La Bernarda se presentó media hora más tarde. Traía una cara de funeral y un recado de la señorita Clara. Me deseaba muchas felicidades, pero sentía no poder asistir a mi cena de cumpleaños. El señor Barceló se había tenido que ausentar de la ciudad durante unos días por asuntos de negocios y Clara se había visto obligada a cambiar la hora de su clase de música con el maestro Neri. Ella había venido porque era su tarde libre.

– ¿Clara no puede venir porque tiene una clase de música? -pregunté, atónito.

La Bernarda bajó la vista. Estaba casi llorando cuando me tendió un pequeño paquete que contenía su regalo y me besó ambas mejillas.

– Si no le gusta, se puede cambiar -dijo.

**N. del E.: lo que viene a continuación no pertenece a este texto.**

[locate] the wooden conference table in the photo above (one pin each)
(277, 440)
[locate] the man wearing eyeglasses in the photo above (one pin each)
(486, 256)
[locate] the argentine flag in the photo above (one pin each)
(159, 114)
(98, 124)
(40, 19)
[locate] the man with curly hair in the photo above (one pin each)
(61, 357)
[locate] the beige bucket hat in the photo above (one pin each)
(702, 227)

Me quedé a solas con. mi padre, contemplando la vajilla buena, la plata y las velas consumiéndose en silencio.

– Lo siento, Daniel -dijo mi padre.

Asentí en silencio, encogiéndome de hombros.

– ¿No vas a abrir tu regalo? -preguntó.

Mi única respuesta fue el portazo que di al salir. Bajé las escaleras con furia, sintiendo los ojos rebosando lágrimas de ira al salir a la calle desolada, bañada de luz azul y de frío. Llevaba el corazón envenenado y la mirada me temblaba. Eché a andar sin rumbo, ignorando al extraño que me observaba inmóvil desde la Puerta del Ángel. Vestía el mismo traje oscuro, su mano derecha enfundada en el bolsillo de la chaqueta. Sus ojos dibujaban briznas de luz a la lumbre de un cigarro. Cojeando levemente, empezó a seguirme.

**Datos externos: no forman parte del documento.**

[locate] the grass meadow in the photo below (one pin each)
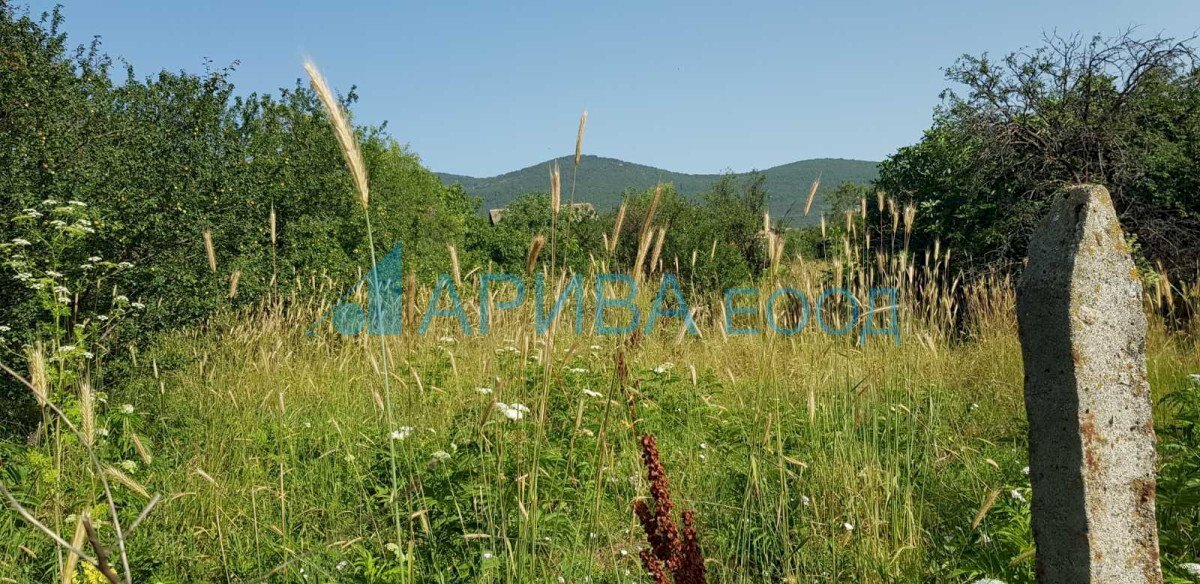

Anduve callejeando sin rumbo durante más de una hora hasta llegar a los pies del monumento a Colón. Crucé hasta los muelles y me senté en los peldaños que se hundían en las aguas tenebrosas junto al muelle de las golondrinas. Alguien había fletado una excursión nocturna y se podían oír las risas y la música flotando desde la procesión de luces y reflejos en la dársena del puerto. Recordé los días en que mi padre y yo hacíamos la travesía en las golondrinas hasta la punta del espigón. Desde allí podía verse la ladera del cementerio en la montaña de Montjuïc y la ciudad de los muertos, infinita. A veces yo saludaba con la mano, creyendo que mi madre seguía allí y nos veía pasar. Mi padre repetía mi saludo. Hacía ya años que no embarcábamos en una golondrina, aunque yo sabía que él a veces iba solo.